Title: The great masquerade: Endo or perio
Abstract:
Endodontic–periodontal lesions remain one of the most perplexing diagnostic challenges in clinical dentistry, where determining the origin of disease often resembles the classic chicken or the egg debate. Did pulpal necrosis initiate periodontal breakdown, or did periodontal destruction secondarily compromise the pulp? Because the dental pulp and periodontal tissues are anatomically linked through the apical foramen, accessory canals, lateral canals, and dentinal tubules, pathology may spread bidirectionally, producing overlapping clinical and radiographic findings that obscure the primary source. A primary endodontic lesion may present with pain, sinus tract drainage, isolated deep probing defects, and periapical radiolucency features capable of convincingly impersonating periodontal disease. Conversely, advanced periodontal lesions may progress apically, affecting pulpal vitality through accessory pathways or vascular disruption. In certain cases, both processes coexist independently and merge, resulting in a true combined lesion with a more guarded prognosis. Thus, when clinicians ask “Endo or Perio?”, the tooth often answers, “Yes.” The significance of correct diagnosis cannot be overstated. Treating a periodontal lesion with root canal therapy alone is biologically futile, while performing periodontal surgery on a primary endodontic lesion may simply add trauma to confusion. Therefore, management must begin not with treatment, but with identification of the initiating pathology.

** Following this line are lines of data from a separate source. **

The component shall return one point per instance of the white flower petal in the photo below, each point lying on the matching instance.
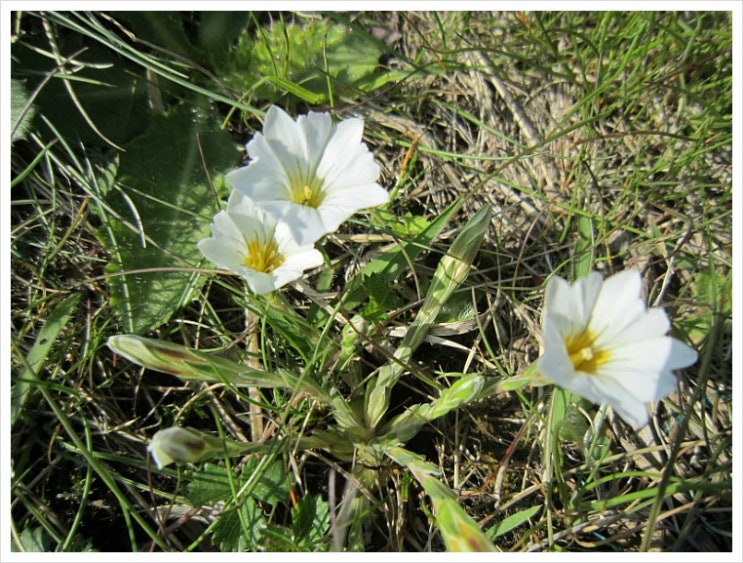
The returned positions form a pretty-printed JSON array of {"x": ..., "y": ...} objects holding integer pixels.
[
  {"x": 253, "y": 243},
  {"x": 326, "y": 166},
  {"x": 647, "y": 325},
  {"x": 624, "y": 347},
  {"x": 681, "y": 355},
  {"x": 618, "y": 304},
  {"x": 306, "y": 223},
  {"x": 263, "y": 180},
  {"x": 572, "y": 304}
]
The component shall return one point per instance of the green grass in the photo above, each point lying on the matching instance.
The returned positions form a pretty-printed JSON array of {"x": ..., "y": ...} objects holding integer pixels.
[{"x": 597, "y": 140}]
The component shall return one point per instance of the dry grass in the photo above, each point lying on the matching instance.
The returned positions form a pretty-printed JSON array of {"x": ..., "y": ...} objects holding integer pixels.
[{"x": 617, "y": 122}]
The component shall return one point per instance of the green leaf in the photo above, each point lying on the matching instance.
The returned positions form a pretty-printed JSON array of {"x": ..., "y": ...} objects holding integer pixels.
[
  {"x": 212, "y": 483},
  {"x": 383, "y": 270},
  {"x": 458, "y": 530},
  {"x": 56, "y": 321},
  {"x": 109, "y": 90},
  {"x": 21, "y": 113},
  {"x": 462, "y": 392},
  {"x": 239, "y": 529},
  {"x": 162, "y": 207},
  {"x": 511, "y": 522},
  {"x": 311, "y": 60},
  {"x": 584, "y": 248},
  {"x": 272, "y": 486},
  {"x": 33, "y": 540},
  {"x": 310, "y": 521},
  {"x": 450, "y": 273}
]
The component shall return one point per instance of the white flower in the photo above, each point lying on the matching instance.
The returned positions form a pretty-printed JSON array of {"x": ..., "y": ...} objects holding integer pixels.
[
  {"x": 309, "y": 172},
  {"x": 253, "y": 244},
  {"x": 602, "y": 343}
]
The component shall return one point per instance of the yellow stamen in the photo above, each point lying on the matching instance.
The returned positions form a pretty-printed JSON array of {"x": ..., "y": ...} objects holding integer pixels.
[
  {"x": 583, "y": 353},
  {"x": 263, "y": 257},
  {"x": 308, "y": 195}
]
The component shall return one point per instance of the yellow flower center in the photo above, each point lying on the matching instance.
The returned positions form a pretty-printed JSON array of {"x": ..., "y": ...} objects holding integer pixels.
[
  {"x": 310, "y": 195},
  {"x": 263, "y": 257},
  {"x": 583, "y": 353}
]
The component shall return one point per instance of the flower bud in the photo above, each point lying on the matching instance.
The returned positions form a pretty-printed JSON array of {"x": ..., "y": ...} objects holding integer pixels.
[{"x": 179, "y": 445}]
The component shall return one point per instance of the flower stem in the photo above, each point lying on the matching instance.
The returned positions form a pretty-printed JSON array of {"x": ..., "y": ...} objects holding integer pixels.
[{"x": 256, "y": 417}]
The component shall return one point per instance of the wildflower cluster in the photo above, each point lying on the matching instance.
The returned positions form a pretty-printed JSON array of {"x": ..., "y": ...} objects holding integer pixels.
[{"x": 305, "y": 178}]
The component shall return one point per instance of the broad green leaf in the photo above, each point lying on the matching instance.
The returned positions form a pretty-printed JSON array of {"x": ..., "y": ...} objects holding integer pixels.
[
  {"x": 56, "y": 321},
  {"x": 162, "y": 206}
]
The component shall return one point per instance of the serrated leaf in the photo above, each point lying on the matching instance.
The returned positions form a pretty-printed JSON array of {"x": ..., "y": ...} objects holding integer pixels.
[
  {"x": 272, "y": 486},
  {"x": 239, "y": 529},
  {"x": 310, "y": 521},
  {"x": 163, "y": 206}
]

This presentation will discuss the biological communication pathways between pulp and periodontium, contemporary classification of endodontic–periodontal lesions, and a practical diagnostic protocol based on pulp vitality testing, periodontal probing patterns, radiographic assessment, cone-beam imaging when indicated, and restorability analysis. Evidence-based treatment sequencing for primary endodontic, primary periodontal, and combined lesions will also be reviewed. Endodontic–periodontal lesions demonstrate that oral disease rarely respects academic boundaries. They challenge clinicians to think critically, investigate systematically, and resist the temptation of reflex treatment. In this enduring chicken-or-the-egg dilemma, the answer matters because prognosis, treatment success, and tooth retention depend entirely on knowing who laid the first lesion.